Jampol et Becker proposent une hypothèse génétique commune des maladies inflammatoires auto-immunes pour l’œil, selon laquelle le génome humain possède des loci spécifiques non pathologiques qui contribuent à la maladie auto-immune. Selon l’affirmation de Jampol, certaines maladies, virus ou facteurs environnementaux peuvent amener un patient à développer un syndrome du point blanc. De plus, comme des profils génétiques similaires sont partagés dans les familles, ces maladies peuvent présenter un regroupement familial.
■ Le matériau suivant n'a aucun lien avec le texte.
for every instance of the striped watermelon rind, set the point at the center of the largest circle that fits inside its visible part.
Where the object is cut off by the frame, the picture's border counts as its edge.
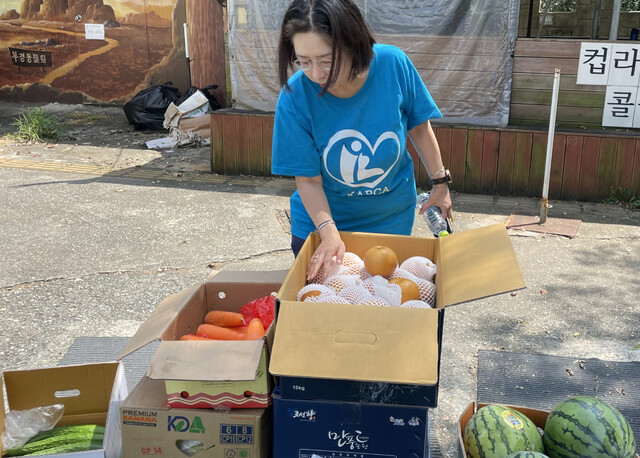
(527, 455)
(586, 426)
(495, 431)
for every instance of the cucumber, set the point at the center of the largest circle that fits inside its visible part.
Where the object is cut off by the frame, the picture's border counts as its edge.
(61, 439)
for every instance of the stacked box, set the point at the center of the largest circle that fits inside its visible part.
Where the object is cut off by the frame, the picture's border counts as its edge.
(375, 359)
(151, 427)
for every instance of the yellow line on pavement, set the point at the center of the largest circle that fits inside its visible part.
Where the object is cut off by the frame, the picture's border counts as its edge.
(89, 169)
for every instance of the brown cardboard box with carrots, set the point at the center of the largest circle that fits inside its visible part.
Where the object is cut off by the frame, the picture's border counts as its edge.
(357, 353)
(213, 373)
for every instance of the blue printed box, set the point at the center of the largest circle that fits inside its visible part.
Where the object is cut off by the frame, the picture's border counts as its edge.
(328, 429)
(151, 428)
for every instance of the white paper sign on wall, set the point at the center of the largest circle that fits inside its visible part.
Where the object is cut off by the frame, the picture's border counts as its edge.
(94, 31)
(617, 66)
(620, 107)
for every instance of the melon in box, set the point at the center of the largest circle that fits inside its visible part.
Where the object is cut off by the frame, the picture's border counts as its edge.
(197, 374)
(387, 355)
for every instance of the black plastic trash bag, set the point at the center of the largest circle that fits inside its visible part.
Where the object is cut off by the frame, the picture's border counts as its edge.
(213, 103)
(146, 109)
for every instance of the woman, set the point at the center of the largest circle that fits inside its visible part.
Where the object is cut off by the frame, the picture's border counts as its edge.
(341, 126)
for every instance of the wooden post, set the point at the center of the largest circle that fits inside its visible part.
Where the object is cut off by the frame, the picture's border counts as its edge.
(206, 46)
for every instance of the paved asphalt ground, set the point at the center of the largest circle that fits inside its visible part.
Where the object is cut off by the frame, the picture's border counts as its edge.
(95, 230)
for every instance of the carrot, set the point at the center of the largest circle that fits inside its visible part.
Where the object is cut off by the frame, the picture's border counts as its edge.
(255, 329)
(193, 337)
(224, 318)
(221, 333)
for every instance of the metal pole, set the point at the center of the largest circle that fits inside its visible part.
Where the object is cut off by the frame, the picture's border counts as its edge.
(186, 52)
(596, 20)
(615, 19)
(544, 204)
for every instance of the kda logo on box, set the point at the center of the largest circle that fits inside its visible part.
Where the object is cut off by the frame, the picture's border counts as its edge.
(181, 424)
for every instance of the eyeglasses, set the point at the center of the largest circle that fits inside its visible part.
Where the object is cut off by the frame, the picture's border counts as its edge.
(307, 65)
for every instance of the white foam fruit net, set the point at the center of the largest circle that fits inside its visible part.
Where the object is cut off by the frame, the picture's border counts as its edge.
(355, 293)
(336, 269)
(380, 287)
(316, 291)
(375, 301)
(350, 283)
(326, 294)
(416, 304)
(426, 288)
(339, 282)
(420, 266)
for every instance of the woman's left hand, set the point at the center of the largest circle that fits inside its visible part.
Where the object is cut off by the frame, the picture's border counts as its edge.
(329, 253)
(440, 197)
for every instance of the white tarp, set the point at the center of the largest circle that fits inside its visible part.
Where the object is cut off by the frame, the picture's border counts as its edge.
(462, 48)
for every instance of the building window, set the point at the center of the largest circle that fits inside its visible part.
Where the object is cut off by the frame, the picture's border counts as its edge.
(564, 6)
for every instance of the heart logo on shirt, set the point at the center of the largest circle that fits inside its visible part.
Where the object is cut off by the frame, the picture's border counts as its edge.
(351, 159)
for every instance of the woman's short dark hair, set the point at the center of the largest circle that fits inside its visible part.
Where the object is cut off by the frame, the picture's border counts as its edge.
(340, 21)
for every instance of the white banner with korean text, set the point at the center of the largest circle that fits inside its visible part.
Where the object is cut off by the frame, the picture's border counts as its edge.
(614, 65)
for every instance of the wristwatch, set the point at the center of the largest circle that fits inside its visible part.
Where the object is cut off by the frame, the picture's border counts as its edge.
(445, 179)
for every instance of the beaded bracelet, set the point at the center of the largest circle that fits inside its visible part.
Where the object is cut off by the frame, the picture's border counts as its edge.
(325, 223)
(431, 175)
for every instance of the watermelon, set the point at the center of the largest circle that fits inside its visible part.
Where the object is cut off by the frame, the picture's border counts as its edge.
(586, 426)
(495, 431)
(526, 455)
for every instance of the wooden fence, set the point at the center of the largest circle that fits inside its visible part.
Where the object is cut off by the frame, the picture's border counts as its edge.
(534, 64)
(585, 166)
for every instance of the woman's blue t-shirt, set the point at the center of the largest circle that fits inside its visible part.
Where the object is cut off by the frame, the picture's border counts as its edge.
(357, 144)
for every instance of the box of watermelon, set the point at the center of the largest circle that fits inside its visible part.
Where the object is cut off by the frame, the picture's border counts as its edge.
(208, 353)
(579, 426)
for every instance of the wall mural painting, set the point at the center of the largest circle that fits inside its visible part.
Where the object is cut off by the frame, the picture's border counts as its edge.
(89, 51)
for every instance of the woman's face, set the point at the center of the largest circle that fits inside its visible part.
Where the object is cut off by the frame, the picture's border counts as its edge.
(314, 50)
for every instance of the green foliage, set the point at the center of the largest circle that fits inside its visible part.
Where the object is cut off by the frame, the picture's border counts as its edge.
(36, 125)
(625, 198)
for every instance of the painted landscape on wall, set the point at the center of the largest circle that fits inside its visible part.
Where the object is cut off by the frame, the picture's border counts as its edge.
(46, 52)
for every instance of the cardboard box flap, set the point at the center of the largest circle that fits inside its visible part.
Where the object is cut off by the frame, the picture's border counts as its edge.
(219, 285)
(219, 360)
(475, 264)
(83, 389)
(161, 318)
(348, 342)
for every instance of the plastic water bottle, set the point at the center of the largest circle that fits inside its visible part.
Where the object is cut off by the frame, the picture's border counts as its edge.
(433, 216)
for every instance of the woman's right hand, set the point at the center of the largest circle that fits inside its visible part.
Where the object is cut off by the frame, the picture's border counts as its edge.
(329, 253)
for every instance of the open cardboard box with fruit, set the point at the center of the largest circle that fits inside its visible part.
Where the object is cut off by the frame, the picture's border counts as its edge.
(539, 419)
(91, 395)
(358, 353)
(214, 373)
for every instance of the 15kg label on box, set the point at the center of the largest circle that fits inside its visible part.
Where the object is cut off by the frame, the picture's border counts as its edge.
(236, 434)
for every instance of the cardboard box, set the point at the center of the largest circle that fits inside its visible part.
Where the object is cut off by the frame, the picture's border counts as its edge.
(216, 373)
(390, 355)
(150, 427)
(324, 429)
(91, 394)
(538, 417)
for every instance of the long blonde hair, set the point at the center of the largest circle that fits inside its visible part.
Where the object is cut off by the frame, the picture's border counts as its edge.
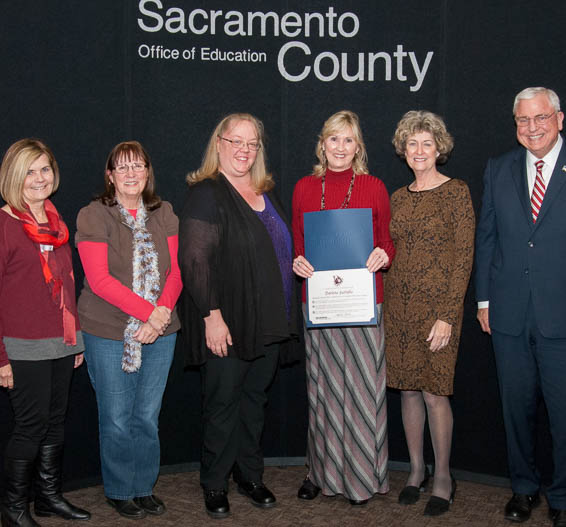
(209, 169)
(15, 165)
(334, 124)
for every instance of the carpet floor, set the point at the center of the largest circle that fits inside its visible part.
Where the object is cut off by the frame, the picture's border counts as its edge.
(475, 505)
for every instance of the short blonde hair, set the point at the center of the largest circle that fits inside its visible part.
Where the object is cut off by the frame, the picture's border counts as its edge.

Dans l’ensemble, les différentes choriorétinopathies inflammatoires présentent plusieurs caractéristiques uniques; un petit nombre d’entre elles peuvent présenter des caractéristiques qui se chevauchent, telles que le regroupement chez les femmes ou les familles atteintes de maladies auto-immunes. Une évaluation complète de ces patients devrait permettre d’arriver au bon diagnostic et d’aboutir à une prise en charge appropriée.